Creative destruction is a woefully underappreciated force in capitalism. Shareholders can lose everything. Debt can be restructured or sold for pennies on the dollar. Debt can go unsold and unpaid, and the creditors can lose everything.

I think here it has to be mentioned that bankruptcy in the United States actually works very differently to bankruptcy in the European Union, where creditors have a lot more legal means at their disposal to haunt you if you try risky plays like taking on more debt to moonshot your way out of your current debt. In a funny way, a country's bankruptcy laws are their most important ones when it comes to wealth transfer.

1 comments

It's also a common misconception in housing debates!

"B-but the developer always has to make the money back so rents & prices can never go down!" "That's the fun part, they don't!"

The builder/buyer/lender/landlord/etc can go bankrupt but as long as the building actually got built, it will carry on and benefit the rest of us, regardless of what happened to the ppl who paid for it to be built.

Also fun when landlords claim to be "housing providers" "No actually, the housing will still be there, even if you sell, even if you lose your shirt and get foreclosed on"

IDK, there are whole developments in FL that are just going to be bulldozed. Same thing happened in TX after the S&L crash 35 years ago.
I’m not familiar with either, but feel free to share a link.

If the buildings, I assume single family houses, were built in places that few people want to live, or places people are simply forced to live because they can’t live where they want to live, then it wouldn’t shock me if someone chose the bulldozer as the best option. I’d argue that the root cause is bad land use law that doesn’t allow construction in the places people really want to live, but that’s a whole other topic of course :)
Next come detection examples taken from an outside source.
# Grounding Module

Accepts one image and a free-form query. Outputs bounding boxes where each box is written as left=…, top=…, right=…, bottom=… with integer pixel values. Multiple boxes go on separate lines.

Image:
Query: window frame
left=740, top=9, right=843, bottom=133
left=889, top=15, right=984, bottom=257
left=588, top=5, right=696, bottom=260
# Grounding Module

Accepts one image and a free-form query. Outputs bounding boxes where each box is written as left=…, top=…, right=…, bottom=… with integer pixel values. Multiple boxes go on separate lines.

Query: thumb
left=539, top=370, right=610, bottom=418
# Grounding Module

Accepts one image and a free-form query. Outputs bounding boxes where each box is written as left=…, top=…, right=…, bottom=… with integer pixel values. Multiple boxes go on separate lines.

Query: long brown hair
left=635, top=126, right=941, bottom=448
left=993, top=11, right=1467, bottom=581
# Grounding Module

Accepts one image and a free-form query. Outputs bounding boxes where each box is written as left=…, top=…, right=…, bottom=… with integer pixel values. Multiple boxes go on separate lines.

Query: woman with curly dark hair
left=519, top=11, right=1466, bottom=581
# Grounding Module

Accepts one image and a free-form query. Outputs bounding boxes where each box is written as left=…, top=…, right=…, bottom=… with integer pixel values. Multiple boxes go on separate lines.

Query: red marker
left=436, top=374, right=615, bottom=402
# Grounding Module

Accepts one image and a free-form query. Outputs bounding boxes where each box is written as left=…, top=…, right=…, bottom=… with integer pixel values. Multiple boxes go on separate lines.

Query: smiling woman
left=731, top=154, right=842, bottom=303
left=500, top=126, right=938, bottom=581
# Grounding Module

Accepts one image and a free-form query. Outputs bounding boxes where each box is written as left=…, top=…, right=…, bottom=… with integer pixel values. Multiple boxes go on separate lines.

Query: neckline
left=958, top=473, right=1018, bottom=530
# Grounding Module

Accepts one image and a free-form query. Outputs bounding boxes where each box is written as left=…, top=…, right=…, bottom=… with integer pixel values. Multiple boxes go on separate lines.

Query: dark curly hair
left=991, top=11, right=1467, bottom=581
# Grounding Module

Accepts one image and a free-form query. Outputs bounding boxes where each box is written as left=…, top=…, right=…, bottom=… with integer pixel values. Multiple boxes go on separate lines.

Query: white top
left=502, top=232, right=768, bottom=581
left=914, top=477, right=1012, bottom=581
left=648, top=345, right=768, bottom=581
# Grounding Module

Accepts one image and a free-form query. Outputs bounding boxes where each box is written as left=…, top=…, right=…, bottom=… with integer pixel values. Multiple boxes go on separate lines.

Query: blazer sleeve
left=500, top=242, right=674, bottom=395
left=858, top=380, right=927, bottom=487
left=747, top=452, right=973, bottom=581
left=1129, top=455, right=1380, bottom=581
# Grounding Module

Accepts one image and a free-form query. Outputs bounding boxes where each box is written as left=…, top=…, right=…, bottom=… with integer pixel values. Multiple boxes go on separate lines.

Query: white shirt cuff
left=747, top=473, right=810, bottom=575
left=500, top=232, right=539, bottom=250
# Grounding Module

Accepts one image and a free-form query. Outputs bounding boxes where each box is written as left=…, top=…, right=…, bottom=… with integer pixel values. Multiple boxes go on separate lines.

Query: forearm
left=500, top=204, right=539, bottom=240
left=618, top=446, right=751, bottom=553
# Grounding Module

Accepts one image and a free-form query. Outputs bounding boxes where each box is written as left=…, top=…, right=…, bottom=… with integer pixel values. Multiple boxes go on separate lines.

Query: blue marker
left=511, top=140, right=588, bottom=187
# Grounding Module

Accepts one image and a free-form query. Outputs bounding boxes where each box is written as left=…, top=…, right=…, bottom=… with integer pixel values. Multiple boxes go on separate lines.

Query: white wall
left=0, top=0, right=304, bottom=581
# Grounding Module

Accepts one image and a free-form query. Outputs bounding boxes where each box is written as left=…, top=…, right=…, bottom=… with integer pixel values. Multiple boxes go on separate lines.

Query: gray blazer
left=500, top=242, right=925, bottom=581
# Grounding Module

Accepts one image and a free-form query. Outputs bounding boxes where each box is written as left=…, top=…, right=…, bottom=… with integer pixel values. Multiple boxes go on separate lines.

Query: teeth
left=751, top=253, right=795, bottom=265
My argument, both for AI, railroads, telecom and construction, is that if you built something tangible and useful, it can outlive your financial arrangements, and go on to serve humanity, even if you go belly up.

But for residential construction, location is everything, you could build a theoretically useful building, but in a location that few people want to voluntarily live in, far from jobs services, shops, friends, and family, etc. Ofc, you could build a railroad between two unpopular destinations, or run a fibre optic line between two places with little demand, and those would probably not outlive your finances and might be torn up or abandoned too.

I looked it up since I was also curious. There’s this story making the rounds right now in FL: https://youtu.be/ia1qP1DmJdg

It seems as if these are developments which didn’t get completed.